Growing up in suburban Toronto, Dalton Pompey watched the Toronto Blue Jays make roster moves.
As a kid, he didn’t understand why some players were constantly changing.
As a 21-year-old prospect, he’s learning the process first hand.
Pompey spent last season rising through the Blue Jays organization – from Class-A to the Major Leagues.
This year, his trajectory was reversed, making Toronto’s Opening Day roster only to find himself back in Double-A New Hampshire in June.
Friday night he returned to Triple-A, playing center field and batting second for the Buffalo Bisons.
He went 1 for 4 with a single to right field for the Herd in their 3-2 loss to the Columbus Clippers at Coca-Cola Field.
“I’m not too concerned with getting hits anymore,” Pompey said. “I just want to compete and I tell myself every day if I can get myself four or five solid at-bats a day and whatever happens, happens. I can live with that. It’s just when you constantly throw at-bats away or swing at bad pitches, then the onus is on yourself.”
His time in Double-A helped move his numbers in the right direction. In 23 games to start the season with the Blue Jays, he hit .193 and was optioned to Buffalo.
With the Bisons he played 23 games hitting .209 and was transferred to Double-A New Hampshire.
With the FisherCats, he hit .351 in 31 games, driving in 22 runs with six homers and seven stolen bases.
Pompey credits working with New Hampshire hitting coach Stubby Clapp with helping him adjust his mental approach at the plate.
“It was a good environment for me, going back with a lot of guys I’ve played with in the past,” Pompey said of his time with the FisherCats. “They know me and I know them and they constantly had my back down there.

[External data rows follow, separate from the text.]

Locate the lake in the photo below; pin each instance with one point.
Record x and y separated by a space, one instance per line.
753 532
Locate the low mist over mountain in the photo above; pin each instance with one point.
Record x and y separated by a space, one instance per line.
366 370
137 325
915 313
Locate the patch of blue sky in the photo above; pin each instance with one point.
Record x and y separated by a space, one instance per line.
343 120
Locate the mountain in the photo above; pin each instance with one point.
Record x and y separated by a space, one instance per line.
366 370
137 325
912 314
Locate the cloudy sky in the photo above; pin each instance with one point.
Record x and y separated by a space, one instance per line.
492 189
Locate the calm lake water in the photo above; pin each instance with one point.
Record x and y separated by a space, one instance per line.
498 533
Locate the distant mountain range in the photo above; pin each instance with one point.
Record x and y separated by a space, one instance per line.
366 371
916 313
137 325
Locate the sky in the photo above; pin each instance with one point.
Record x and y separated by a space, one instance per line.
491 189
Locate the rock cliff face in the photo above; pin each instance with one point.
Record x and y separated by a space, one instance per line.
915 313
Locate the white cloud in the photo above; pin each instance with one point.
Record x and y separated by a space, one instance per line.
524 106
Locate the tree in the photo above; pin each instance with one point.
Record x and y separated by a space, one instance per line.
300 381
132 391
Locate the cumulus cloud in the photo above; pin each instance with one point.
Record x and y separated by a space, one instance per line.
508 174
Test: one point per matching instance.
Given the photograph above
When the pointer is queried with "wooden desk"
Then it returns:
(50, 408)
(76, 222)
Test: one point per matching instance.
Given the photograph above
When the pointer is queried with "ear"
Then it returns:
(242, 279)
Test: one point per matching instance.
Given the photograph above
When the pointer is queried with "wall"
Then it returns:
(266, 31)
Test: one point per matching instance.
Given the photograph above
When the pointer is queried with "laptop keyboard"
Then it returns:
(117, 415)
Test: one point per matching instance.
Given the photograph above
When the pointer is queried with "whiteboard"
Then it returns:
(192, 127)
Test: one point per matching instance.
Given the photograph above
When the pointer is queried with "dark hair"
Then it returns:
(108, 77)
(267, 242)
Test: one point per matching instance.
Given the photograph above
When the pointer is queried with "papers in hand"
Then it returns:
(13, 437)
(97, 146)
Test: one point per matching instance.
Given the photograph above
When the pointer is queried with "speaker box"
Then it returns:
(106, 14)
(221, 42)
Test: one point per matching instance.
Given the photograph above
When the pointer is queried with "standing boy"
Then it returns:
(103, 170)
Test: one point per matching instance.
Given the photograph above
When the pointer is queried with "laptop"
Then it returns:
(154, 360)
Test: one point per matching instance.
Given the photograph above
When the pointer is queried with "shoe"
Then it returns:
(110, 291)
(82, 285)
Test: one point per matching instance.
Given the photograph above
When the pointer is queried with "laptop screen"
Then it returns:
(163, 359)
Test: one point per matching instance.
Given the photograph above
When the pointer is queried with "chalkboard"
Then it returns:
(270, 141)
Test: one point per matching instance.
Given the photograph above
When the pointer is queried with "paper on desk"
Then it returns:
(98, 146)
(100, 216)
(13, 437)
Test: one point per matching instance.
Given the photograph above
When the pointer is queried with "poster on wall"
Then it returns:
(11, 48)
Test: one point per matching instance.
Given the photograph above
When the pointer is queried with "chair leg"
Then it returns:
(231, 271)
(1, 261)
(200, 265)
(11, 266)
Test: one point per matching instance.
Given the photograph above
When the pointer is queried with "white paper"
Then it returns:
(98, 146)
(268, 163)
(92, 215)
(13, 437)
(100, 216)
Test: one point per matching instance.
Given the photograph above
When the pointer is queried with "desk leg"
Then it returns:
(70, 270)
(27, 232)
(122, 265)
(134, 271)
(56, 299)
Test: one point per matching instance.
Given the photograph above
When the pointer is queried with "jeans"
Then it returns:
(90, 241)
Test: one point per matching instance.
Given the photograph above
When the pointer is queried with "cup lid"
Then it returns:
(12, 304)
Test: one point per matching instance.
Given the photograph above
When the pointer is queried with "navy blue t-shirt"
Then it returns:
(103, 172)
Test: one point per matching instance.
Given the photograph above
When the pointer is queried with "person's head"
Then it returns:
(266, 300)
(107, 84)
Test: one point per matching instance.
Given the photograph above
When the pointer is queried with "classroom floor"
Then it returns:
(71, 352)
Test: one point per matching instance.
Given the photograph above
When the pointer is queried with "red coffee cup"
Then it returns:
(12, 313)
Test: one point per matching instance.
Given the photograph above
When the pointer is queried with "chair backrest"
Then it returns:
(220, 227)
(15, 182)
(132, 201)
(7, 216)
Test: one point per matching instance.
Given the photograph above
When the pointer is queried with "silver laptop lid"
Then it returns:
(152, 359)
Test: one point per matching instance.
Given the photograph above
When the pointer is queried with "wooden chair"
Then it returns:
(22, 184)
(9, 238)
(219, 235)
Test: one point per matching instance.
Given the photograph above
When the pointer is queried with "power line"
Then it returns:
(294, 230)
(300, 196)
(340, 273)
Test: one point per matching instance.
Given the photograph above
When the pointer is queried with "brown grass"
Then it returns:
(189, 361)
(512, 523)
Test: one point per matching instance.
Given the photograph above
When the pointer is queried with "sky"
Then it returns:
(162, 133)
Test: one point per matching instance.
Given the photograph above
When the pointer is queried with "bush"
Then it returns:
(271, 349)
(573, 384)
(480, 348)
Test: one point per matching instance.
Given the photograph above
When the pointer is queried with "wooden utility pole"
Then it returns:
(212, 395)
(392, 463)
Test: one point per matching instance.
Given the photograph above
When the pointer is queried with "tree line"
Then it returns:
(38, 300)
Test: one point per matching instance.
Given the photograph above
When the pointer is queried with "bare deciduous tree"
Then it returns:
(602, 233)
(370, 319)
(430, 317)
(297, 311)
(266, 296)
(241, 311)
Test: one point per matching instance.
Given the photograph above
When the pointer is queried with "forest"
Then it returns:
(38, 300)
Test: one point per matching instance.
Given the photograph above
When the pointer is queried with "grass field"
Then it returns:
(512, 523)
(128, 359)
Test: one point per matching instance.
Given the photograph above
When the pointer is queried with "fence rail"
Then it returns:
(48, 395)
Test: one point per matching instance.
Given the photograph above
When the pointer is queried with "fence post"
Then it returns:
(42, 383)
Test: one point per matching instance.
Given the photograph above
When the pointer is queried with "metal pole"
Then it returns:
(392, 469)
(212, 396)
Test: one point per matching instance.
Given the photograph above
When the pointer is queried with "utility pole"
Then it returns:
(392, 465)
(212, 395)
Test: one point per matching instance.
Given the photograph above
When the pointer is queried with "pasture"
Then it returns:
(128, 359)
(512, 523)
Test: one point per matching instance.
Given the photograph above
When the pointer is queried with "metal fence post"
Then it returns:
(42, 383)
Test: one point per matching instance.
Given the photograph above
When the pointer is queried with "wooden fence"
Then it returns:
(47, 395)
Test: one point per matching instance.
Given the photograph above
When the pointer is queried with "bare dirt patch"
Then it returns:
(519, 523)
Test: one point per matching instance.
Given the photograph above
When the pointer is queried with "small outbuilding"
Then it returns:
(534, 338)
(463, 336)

I was working with Stubby Clapp who is the hitting coach down there and he really preached the mental side of the game. I think the thing that was huge for me was not so much physical adjustments I made, it was just approach and certain situations and timing and stuff like that. I did well when I was there and I’m looking to translate that here.”
While Pompey would like to contribute with a healthy batting average, he understands his value is more than just hits. And Bisons manager Gary Allenson wants to reinforce the many ways in which Pompey can contribute.
“We had that talk today about not riding that rollercoaster,” Allenson said. “If you don’t get hits in a couple of games, you can’t get down on yourself. Just play the game. If you don’t get hits, then your defense gets better. He can do some things to help you win. He doesn’t have to get a hit although I know he wants to and I’d like him to. But he’s a guy that can steal a base, go first to third, first to home and run down some balls in the outfield.”
Most of all, Allenson wants Pompey to relax and enjoy the game, something the outfielder rekindled back in Double-A.
“You know what, it was a Cinderella story last year, A-ball to the Big Leagues and you go to your hometown team so there’s a lot of added pressure there,” Allenosn said. “He’s just got to forget about that. That’s in the past. Just play the game and have fun. Sometimes we tend to put a little too much pressure on ourselves instead of going out and playing that kids’ game.”
“I think that’s a big thing that happened in Double-A. I just tried to have fun again,” Pompey said. “I felt like I was pressing at times and trying to do too much. I just tried to have fun with the guys and go out and play the game because it is a game at the end of the day.”